There are facials suitable for all skin types
, so everyone should consider this treatment. In fact, facials are the second most popular spa treatment after massages! Facials can be especially helpful for people with oily skin prone to acne. Combined with good skincare routines, facials can help prevent future breakouts.
If you’re unsure of your skin’s needs, get a basic facial. This is suitable for any skin type because your esthetician will choose the products according to her analysis of your face. There are specialty facials available, like those meant for aging skin, but these aren’t the best for new spa goers. If your esthetician recommends a specialty facial, go for it. But if you don’t know what you need, get a basic treatment.
People with dry or sensitive skin shouldn’t be afraid of facials, but they should be cautious about getting certain treatments. Again, go with a basic service. Also, extractions aren’t recommended for these skin types because they can be painful and cause redness or irritations.
How Often Should I Get a Facial?
Facials aren’t meant to be received more than once a month; the one exception is if you have very oily skin and are trying to begin an acne treatment. For most people, however, getting a facial every six to eight weeks is ideal.
How Much Does a Facial Cost?
Facials aren't cheap. A standard, hour-long European facial typically runs about $60 to $90 depending on the spa. Some resort spas in luxurious destinations will charge much more. You can get mini facials, which are often only half an hour, for less, although you will be missing out on some crucial parts of the classic treatment, most notably the mask.
If you want to stretch your budget, it’s better to get full-length facials less often, supplementing them with at-home treatments. Purchase some spa-quality products appropriate for your skin and you’ll be able to give yourself an at-home treatment that’s close to the real thing.
Facts About Facials:
Most facials last 50 minutes, but you can find treatments that take 90 minutes too. Some spas offer 25-minute mini facials; these leave out many of the above steps, including the extraction and mask segments. It's worth it to pay a little bit more for the complete therapy.
Although many spas offer four or five different kinds of facial treatment, they are all pretty much the same thing. Facials that claim to be "anti-aging", "after-sun care" or "oxygen therapy" will incorporate the same steps listed above but will include more specialized products. Remember: it's always the products that change in specialty facials, not the method of treatment.

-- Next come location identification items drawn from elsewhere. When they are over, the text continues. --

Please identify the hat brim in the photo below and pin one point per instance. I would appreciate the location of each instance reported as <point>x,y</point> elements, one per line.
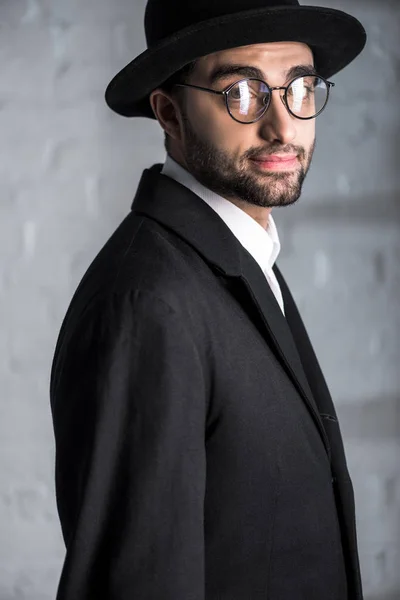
<point>335,38</point>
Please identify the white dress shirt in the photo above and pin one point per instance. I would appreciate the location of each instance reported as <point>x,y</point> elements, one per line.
<point>263,244</point>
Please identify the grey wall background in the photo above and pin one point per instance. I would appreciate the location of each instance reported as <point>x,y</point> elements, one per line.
<point>68,172</point>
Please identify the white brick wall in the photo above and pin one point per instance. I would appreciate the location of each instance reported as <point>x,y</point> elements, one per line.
<point>68,172</point>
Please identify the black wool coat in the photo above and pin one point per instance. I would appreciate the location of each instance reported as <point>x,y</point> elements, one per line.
<point>198,452</point>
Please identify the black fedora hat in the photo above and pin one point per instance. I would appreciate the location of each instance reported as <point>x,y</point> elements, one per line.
<point>180,31</point>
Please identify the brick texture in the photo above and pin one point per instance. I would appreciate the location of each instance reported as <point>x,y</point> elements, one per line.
<point>69,168</point>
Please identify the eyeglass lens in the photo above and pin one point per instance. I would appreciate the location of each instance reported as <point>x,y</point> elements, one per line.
<point>306,97</point>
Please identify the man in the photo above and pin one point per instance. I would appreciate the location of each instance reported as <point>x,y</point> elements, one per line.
<point>199,455</point>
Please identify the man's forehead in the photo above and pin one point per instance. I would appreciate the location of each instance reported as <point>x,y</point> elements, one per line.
<point>284,51</point>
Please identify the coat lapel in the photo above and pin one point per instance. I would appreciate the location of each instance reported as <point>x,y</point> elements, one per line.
<point>180,210</point>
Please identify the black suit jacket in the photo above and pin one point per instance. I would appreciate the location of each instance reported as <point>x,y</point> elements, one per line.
<point>198,453</point>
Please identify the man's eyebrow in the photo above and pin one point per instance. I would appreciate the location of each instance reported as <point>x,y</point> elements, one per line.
<point>223,71</point>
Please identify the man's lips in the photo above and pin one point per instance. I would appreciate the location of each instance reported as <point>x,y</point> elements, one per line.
<point>278,158</point>
<point>277,162</point>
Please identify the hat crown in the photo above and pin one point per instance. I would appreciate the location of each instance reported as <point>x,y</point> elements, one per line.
<point>163,18</point>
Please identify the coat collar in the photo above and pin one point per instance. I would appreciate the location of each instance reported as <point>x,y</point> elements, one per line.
<point>180,210</point>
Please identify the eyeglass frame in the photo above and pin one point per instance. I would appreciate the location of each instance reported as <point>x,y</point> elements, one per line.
<point>225,93</point>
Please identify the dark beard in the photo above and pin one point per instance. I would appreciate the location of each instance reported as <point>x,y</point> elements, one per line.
<point>219,173</point>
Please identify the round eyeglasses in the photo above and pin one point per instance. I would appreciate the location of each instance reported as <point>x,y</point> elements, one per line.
<point>248,100</point>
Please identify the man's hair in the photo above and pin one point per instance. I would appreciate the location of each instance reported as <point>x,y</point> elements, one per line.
<point>181,76</point>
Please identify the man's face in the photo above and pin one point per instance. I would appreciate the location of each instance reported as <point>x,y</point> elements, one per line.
<point>220,152</point>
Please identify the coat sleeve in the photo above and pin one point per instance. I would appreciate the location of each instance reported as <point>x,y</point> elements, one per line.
<point>129,405</point>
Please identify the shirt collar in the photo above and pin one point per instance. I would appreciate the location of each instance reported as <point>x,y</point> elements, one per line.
<point>263,244</point>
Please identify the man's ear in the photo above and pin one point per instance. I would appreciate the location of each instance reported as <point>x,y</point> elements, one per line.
<point>166,110</point>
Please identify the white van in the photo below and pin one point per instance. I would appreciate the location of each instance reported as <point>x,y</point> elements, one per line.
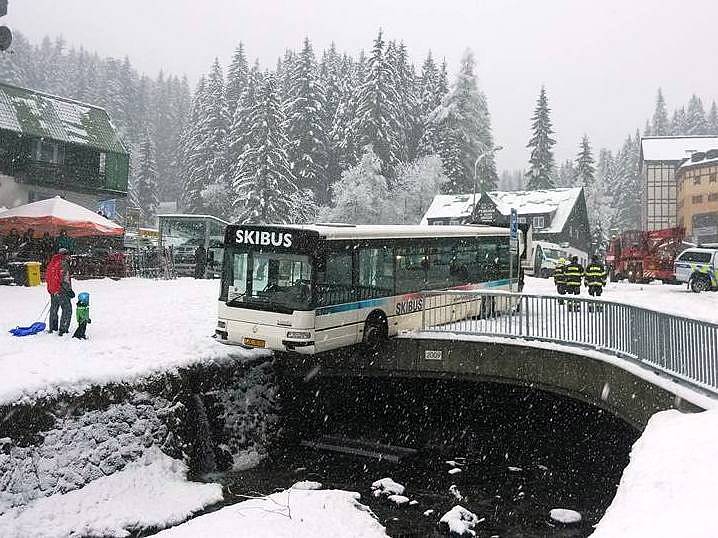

Regular facials are a great way to keep skin looking radiant, but you shouldn't have a spa facial more than once a month. You can, however, give yourself a home facial using much the same steps. Purchase the products recommended by your esthetician or buy your own spa line. Use these products in once-a-week home facial treatments.
Medical spas provide more intense treatments known as microdermabrasion facials. These facials aren't traditional spa facials like you would find at a day spa. They take exfoliation to the max, combining a microdermabrasion
treatment with a light chemical peel
. This can be a good option for someone looking to reduce fine lines and wrinkles, but it's not for everyone.
Facials Take-Away Tips:
Facials are popular spa treatments suitable for anyone. Get a basic European facial if you're unsure of your skin type. With this treatment, your esthetician
will design a service based on your skin's needs.
Most facials are blissful, but they can sometimes be painful, especially if you have an untrained esthetician perform extractions. Speak up if your facial hurts and ask that your esthetician change what's she's doing. She'll be happy to comply.
Usually, a facial will end with product recommendations from your esthetician. This can be great advice, but don't feel pressured to purchase the products. You are under no obligation to buy what was used during your treatment.